Another under-discussed aspect of this bull cycle is the noticeable decrease in marketing spend within the crypto industry. Speaking from our own experience as publishers reliant on advertising revenue, we've observed a significant downturn in marketing budgets.

With fewer promotional efforts by startups to attract new users, the potential influx of newcomers into the crypto space, and by extension, their impact on the market price, might partially explain the lack of hype.

Either way, this muted sentiment – despite us being at another all-time high – suggests a different kind of bull market, potentially driven by institutional investment through ETFs rather than retail FOMO.

Update on MVRV

We can’t talk about price breakouts without mentioning where we’re at on the MVRV scale.
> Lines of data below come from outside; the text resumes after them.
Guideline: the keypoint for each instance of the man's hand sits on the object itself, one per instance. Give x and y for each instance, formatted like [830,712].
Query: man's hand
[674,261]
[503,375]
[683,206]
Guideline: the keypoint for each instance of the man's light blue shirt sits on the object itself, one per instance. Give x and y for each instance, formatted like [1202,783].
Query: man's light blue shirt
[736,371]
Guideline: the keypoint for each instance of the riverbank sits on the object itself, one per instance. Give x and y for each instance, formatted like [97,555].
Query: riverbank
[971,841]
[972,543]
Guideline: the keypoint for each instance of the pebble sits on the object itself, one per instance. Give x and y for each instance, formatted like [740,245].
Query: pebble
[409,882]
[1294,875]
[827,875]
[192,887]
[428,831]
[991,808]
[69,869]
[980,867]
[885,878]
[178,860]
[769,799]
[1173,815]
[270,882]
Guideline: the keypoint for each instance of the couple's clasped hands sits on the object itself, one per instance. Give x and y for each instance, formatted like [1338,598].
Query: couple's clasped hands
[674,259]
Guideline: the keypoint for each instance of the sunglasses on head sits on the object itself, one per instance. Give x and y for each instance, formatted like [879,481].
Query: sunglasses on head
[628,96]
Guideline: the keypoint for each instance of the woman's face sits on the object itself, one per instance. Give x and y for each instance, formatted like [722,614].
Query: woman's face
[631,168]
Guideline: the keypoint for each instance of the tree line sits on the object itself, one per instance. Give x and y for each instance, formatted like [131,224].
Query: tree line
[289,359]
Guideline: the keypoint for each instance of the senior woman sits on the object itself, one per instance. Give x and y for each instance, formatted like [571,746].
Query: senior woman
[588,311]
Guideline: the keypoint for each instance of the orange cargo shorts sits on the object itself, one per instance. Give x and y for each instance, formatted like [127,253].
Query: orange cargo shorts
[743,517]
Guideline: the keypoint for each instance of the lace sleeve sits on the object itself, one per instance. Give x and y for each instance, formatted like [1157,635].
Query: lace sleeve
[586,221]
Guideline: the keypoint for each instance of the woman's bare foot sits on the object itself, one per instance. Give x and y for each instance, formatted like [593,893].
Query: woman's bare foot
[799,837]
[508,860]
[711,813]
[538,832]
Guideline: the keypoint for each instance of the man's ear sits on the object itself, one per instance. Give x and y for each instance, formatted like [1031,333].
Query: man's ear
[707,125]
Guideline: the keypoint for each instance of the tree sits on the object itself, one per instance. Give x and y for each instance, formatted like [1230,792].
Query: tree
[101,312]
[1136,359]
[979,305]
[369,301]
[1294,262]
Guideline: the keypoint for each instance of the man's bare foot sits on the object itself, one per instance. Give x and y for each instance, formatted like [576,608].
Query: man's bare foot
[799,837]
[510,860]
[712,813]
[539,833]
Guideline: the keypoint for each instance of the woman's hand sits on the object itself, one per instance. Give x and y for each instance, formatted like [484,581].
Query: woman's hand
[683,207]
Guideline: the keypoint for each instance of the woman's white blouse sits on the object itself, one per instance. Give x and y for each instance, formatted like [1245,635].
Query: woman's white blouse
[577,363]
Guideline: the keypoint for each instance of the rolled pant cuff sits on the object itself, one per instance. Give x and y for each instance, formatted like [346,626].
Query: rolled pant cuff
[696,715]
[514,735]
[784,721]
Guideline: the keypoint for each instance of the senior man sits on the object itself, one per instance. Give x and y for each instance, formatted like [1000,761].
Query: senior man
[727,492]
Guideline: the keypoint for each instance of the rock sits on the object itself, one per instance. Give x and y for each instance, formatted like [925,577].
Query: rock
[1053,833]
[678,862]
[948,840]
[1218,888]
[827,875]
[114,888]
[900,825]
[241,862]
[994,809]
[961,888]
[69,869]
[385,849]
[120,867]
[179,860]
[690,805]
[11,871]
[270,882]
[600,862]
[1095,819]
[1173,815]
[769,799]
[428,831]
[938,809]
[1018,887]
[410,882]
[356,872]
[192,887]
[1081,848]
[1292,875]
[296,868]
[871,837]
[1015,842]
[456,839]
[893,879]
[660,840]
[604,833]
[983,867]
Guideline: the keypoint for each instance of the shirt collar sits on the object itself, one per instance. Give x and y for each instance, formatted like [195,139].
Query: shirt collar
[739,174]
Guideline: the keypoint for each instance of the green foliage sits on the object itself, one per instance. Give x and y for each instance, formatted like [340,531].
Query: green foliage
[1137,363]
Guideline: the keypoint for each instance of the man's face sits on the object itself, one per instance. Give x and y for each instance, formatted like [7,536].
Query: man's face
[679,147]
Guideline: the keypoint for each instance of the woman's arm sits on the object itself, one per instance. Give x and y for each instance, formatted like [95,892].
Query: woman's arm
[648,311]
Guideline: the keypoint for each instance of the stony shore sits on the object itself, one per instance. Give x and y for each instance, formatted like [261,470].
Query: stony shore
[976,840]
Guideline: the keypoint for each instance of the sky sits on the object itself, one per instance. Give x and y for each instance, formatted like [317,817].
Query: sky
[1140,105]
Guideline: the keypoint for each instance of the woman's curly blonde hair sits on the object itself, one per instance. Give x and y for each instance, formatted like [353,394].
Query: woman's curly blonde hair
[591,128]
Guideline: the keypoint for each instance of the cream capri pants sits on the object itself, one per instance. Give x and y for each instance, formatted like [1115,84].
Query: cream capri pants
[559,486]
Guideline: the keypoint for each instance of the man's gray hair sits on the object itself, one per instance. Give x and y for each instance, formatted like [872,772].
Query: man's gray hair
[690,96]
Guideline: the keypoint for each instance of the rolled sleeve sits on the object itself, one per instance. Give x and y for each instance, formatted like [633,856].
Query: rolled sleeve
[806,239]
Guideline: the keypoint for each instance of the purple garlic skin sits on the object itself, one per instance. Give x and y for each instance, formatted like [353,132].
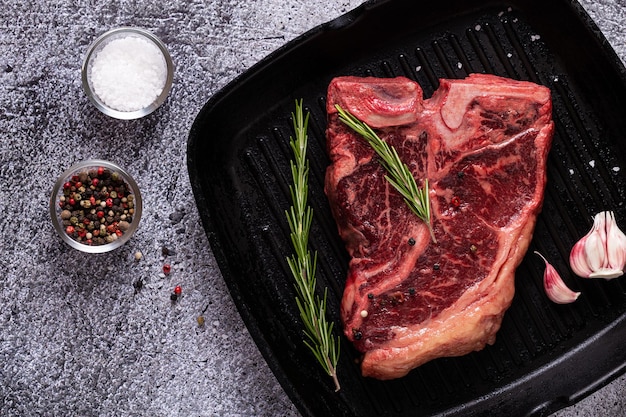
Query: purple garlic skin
[555,288]
[601,253]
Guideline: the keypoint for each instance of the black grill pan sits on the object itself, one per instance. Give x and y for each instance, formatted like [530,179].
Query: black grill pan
[546,356]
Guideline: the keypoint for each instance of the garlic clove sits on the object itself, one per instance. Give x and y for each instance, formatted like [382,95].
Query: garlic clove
[616,245]
[578,260]
[601,253]
[555,288]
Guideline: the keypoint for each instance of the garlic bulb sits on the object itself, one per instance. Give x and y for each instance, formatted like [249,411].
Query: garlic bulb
[555,288]
[602,252]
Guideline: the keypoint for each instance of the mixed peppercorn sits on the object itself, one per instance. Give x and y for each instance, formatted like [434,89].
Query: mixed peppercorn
[97,206]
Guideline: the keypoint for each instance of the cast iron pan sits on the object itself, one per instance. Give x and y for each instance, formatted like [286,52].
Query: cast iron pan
[546,356]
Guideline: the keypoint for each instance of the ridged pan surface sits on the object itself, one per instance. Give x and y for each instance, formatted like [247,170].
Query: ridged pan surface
[546,356]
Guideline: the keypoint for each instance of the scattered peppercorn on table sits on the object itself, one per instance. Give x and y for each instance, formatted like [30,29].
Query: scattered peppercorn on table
[148,328]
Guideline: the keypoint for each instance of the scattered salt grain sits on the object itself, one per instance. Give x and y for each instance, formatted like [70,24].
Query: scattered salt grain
[129,73]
This metric, which we constantly circle back to, offers a window into the perceived overvaluation or undervaluation of Bitcoin at any given point.

Currently, the market value to realized value (MVRV) ratio sits just above 3. That means, in aggregate, hodlers are up 3x on unrealized profits. This MVRV region is historically the goldilocks zone from which parabolic moves begin to develop.

  • MVRV < 1 = Bottom discovery

  • 1 < MVRV < 1.5 = Bear-bull transition

  • 1.5 < MVRV < 3.5 = Equilibrium

  • 3.5 < MVRV = Euphoria

In other words, at a ~3 MVRV, we’re getting real close to a potential euphoric breakout. The fact that we’re at an all-time high and we haven’t even hit an MVRV over 3.5 looks extremely bullish in the short-term.

So, what should you do? Tell all your cousins and uncles who have held the bag since the last run to keep hodling.

The retail FOMO crowd, if anything, is just starting to boil – not bubble. Crazy insanity price movement – not just new all-time highs – could be on the horizon.